Uncovering and correcting biases in neuroimaging studies

Dr Ira Ktena

Recent work [1] on neuroimaging has demonstrated significant benefits of using population graphs to capture non-imaging information in the prediction of neurodegenerative and neurodevelopmental disorders. These non-imaging attributes may contain demographic information about the individuals, e.g. age or sex, but also the acquisition site, as imaging protocols and hardware might significantly differ across sites in large-scale studies. The effect of the latter is particularly prevalent in functional connectomics studies, where it’s unclear how to sufficiently homogenise fMRI signals across the different sites. A recent study [2] has highlighted the need to investigate potential biases in the classifiers devised using large-scale datasets, which might be imbalanced in terms of one or more sensitive attributes (like gender and race). This can be exacerbated when employing these attributes in a population graph and lead to disparate predictive performance across sub-populations. This project aims to uncover any potential biases of a semi-supervised classifier that relies on a population graph and explores methods to mitigate such biases to produce fairer predictions across the population.

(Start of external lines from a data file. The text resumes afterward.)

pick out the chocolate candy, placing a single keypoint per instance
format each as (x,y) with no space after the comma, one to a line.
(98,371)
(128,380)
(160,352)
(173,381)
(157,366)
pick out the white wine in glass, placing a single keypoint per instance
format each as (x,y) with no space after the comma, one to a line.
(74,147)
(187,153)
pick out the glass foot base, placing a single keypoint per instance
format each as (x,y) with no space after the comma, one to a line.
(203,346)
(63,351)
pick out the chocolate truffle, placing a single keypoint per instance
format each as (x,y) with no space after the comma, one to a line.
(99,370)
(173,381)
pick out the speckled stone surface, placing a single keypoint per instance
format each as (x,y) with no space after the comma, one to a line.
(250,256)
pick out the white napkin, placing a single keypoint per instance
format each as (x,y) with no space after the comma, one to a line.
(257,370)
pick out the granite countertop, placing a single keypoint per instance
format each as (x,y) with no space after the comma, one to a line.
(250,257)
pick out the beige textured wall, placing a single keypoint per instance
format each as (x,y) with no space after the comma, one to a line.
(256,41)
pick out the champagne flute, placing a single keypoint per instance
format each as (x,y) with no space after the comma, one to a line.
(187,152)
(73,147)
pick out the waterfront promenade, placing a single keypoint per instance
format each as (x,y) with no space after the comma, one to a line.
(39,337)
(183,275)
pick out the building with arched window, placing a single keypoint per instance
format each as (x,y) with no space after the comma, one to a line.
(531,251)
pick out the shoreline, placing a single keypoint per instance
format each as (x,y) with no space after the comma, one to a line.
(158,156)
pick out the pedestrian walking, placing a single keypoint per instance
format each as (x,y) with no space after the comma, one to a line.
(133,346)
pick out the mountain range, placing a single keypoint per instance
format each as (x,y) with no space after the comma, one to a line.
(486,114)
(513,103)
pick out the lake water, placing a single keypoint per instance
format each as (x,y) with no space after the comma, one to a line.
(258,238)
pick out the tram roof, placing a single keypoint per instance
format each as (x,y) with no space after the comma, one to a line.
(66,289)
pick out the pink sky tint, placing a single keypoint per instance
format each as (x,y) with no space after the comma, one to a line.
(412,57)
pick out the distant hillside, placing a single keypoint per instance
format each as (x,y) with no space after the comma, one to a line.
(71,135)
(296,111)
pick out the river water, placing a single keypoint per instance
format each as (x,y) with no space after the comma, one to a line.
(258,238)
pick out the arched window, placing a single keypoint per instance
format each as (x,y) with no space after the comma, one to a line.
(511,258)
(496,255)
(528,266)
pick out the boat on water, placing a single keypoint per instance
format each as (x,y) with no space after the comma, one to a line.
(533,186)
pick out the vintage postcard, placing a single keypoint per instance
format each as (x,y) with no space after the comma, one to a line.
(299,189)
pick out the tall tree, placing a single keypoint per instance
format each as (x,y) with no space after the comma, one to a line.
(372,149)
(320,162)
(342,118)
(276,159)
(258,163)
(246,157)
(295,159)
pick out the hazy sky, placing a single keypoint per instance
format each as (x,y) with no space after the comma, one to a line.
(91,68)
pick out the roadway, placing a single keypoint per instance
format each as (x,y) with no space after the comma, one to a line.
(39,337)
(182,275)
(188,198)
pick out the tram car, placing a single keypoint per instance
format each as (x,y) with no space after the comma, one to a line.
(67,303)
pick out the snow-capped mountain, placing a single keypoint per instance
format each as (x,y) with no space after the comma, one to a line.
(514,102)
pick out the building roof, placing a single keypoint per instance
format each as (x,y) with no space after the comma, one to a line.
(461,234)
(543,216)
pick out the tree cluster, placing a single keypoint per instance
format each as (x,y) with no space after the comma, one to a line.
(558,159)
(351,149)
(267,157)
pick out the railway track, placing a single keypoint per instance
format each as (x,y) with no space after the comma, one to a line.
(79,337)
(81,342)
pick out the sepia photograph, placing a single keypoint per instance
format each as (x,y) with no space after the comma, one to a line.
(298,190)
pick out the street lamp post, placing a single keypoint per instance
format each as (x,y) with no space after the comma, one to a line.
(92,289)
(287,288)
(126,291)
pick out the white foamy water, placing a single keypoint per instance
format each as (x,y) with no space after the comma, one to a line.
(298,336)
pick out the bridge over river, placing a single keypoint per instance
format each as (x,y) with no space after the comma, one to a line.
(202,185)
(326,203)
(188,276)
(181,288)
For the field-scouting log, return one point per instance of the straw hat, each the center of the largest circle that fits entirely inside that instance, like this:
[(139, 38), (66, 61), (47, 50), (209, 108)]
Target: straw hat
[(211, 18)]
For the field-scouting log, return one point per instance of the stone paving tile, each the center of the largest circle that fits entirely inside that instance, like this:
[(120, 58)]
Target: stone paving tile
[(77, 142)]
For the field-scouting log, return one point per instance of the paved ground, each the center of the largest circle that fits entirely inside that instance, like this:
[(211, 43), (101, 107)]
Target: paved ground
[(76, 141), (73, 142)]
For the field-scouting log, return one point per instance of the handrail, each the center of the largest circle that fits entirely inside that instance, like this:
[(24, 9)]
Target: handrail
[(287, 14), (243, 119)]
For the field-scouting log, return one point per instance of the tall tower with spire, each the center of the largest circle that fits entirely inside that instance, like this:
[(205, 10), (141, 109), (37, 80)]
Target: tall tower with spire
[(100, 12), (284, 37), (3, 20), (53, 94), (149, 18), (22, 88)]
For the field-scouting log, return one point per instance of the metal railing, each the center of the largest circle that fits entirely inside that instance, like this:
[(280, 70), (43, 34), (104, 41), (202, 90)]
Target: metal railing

[1] *Parisot, S., *Ktena, S. I., Ferrante, E., Lee, M., Moreno, R. G., Glocker, B., & Rueckert, D. Disease Prediction using Graph Convolutional Networks: Application to Autism Spectrum Disorder and Alzheimer’s Disease. Medical Image Analysis, 2018

[2] Larrazabal, Agostina J., et al. "Gender imbalance in medical imaging datasets produces biased classifiers for computer-aided diagnosis." Proceedings of the National Academy of Sciences, 2020.